Tuesday, January 14, 2014

AL - ACLU, sheriff’s office settle lawsuit on sex offender residence checks

Come back with a warrant
Original Article

Remember folks, if you are not on parole / probation, then all the police need to do is verify you live there. They cannot come in without a warrant and you should not answer any questions except verify you live there!


By John Davidson

The American Civil Liberties Union and Etowah County Sheriff Todd Entrekin have reached a settlement in a lawsuit over the sheriff department’s policy of unannounced residence checks of sex offenders.

The ACLU settled with the sheriff’s office on Friday.

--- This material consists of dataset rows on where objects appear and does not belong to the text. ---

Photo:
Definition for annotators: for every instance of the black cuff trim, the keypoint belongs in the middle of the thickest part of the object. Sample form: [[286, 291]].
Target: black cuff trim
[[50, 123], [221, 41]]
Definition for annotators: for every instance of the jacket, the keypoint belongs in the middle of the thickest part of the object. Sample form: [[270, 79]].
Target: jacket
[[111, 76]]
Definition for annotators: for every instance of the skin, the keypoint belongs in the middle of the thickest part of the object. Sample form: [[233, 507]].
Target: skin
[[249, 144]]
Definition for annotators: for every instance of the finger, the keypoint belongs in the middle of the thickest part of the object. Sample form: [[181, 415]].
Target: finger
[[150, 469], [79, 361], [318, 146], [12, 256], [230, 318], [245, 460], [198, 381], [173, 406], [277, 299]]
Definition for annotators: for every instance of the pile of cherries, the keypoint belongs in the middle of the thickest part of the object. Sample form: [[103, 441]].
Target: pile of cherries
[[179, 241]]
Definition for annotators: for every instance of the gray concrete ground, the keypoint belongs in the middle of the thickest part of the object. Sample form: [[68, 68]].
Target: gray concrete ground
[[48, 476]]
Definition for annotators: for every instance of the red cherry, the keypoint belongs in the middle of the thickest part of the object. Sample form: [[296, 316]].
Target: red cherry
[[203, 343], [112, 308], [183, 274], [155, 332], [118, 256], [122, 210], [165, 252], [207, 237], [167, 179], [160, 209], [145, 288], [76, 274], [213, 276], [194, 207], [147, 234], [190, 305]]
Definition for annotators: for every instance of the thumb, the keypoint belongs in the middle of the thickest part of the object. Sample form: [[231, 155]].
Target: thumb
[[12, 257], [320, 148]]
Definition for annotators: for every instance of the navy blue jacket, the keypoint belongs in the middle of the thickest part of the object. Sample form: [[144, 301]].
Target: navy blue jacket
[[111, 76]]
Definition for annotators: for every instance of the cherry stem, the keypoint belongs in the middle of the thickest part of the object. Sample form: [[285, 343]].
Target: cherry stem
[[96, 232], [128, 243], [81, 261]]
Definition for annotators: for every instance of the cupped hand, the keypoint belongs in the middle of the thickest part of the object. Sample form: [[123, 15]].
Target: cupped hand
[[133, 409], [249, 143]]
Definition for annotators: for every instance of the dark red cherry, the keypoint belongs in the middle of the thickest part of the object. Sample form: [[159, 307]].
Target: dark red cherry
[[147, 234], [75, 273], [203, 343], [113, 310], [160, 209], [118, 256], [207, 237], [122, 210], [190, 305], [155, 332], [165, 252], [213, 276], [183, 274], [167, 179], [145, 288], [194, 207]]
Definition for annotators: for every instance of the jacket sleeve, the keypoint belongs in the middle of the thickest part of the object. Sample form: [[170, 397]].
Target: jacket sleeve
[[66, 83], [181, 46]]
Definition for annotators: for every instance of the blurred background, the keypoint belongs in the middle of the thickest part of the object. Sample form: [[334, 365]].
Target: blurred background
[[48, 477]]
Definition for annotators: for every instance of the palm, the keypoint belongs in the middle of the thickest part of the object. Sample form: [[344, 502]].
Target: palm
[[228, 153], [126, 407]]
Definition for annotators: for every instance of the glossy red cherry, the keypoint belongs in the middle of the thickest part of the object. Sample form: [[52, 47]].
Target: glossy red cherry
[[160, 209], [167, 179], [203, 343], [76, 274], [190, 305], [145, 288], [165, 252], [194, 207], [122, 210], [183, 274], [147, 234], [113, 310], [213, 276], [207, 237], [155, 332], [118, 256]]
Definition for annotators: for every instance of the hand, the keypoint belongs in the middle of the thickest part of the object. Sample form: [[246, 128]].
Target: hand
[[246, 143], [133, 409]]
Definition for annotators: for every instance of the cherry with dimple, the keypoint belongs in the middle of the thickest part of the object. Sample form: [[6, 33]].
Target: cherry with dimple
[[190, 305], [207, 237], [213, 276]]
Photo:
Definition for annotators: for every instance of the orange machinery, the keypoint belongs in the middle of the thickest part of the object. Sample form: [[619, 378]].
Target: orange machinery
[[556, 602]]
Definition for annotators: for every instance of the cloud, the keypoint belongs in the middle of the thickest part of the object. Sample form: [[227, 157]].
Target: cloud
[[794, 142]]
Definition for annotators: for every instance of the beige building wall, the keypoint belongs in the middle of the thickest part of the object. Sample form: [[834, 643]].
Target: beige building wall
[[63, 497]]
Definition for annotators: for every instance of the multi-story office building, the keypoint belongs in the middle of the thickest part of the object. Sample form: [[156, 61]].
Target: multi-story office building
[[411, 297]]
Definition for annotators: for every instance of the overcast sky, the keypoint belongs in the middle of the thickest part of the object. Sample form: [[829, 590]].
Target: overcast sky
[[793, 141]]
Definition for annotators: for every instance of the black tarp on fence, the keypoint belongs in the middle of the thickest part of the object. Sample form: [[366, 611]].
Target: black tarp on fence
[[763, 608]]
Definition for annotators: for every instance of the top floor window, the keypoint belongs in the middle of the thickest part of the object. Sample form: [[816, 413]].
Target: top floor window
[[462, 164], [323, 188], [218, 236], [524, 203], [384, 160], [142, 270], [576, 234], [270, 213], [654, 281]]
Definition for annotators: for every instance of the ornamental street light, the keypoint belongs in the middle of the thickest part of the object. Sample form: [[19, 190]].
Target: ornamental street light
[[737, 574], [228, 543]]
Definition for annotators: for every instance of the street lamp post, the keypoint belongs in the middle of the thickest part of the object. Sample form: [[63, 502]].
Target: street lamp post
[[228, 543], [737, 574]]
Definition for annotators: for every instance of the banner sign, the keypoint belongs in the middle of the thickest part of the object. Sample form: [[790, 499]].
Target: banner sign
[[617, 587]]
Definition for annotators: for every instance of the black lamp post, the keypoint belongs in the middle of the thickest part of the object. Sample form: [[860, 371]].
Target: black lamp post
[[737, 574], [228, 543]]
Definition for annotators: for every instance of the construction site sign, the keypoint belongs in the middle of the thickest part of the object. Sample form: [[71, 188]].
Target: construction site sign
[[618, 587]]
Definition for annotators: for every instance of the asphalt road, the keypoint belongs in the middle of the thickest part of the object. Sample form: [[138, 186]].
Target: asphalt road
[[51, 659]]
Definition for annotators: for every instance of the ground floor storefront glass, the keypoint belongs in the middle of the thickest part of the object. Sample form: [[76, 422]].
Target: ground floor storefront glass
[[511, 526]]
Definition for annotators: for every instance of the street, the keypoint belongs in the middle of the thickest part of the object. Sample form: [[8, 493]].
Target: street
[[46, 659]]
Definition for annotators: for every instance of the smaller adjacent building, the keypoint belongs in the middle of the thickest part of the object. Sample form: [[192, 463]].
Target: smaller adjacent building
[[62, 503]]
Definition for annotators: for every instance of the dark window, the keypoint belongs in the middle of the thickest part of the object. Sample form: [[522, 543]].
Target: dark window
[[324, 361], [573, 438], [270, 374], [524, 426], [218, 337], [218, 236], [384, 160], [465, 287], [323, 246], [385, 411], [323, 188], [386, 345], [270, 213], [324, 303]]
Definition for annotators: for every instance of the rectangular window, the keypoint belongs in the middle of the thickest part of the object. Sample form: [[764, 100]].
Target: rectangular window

Under the terms of the settlement, deputies will conduct all in-person residence verifications outside a registered sex offender’s home.

The lawsuit, which was filed in U.S. District Court for the Northern District of Alabama, alleged that the sheriff’s office was searching the plaintiffs’ home without consent during the checks.

Entrekin said the policy change began about one month ago.

My office agreed to this settlement only because of our continued ability to confirm the sex offender’s place of residence by in-person verification,” he said. “As always, my office continues to have the authority and responsibility to follow up with the convicted sex offender, in the event my office has reason to believe that the sex offender has moved or provided false information.”

The ACLU filed the suit on behalf of a family known only as James, John and Jane Doe. It said James Doe, son of John and Jane, is an Etowah County resident who is required to register as a sex offender and is required to appear quarterly at the sheriff’s office.

According to the suit, James Doe was convicted Aug. 17, 2011, on three counts of first-degree sexual abuse and one count of first-degree sodomy. He was committed to the Alabama Department of Youth Services’ Sexual Offender Program on that day, and was in a court-mandated treatment program at Mount Meigs Juvenile Detention Center until Nov. 28 of that year, when he successfully completed it.

James Doe was characterized on Feb. 9, 2012, as a “low-risk” sex offender. The Etowah County Circuit Court sided with the Department of Youth Services and ruled him low-risk over objections by the state. The suit said under the Alabama Sex Offender Registration and Community Notification Act, Doe is only required to check in quarterly.

The officers had absolutely no authority for these traumatic invasions of their privacy,” ACLU attorney Brandon Buskey said. “Our plaintiffs’ home had been searched numerous times. The registrant has always complied with the state law, and there has never been any reason to believe otherwise. Through this settlement, we have placed important limits on the sheriff’s office’s power in Etowah County that we hope to see throughout the state.”

The settlement also requires the sheriff’s office to make additional changes for sex offenders who, like James Doe, were convicted of their offenses as juveniles, are no longer on probation or parole and whom the state has deemed to be low-risk.

For these sex offenders, the sheriff’s office will be limited to quarterly phone verifications after an initial in-person interview. Deputies may conduct subsequent in-person verifications at the home only if they cannot reach them over the course of three months, or if there is reason to believe the sex offender is not complying with state law.

To protect sex offenders’ privacy, deputies conducting such in-person verifications must be wearing civilian clothing and using an unmarked car.
- They need to do this in all states!

The settlement is a significant improvement over the old way — demanding entry into a family’s house and threatening arrest if they don’t comply,” Susan Watson, executive director of the ACLU of Alabama, said.

Entrekin said this policy change only affects a very small group of individuals. His attorney, Donald Rhea, said he and Entrekin could not comment further because of sensitive privacy issues involved with the victims and the sex offender in this case.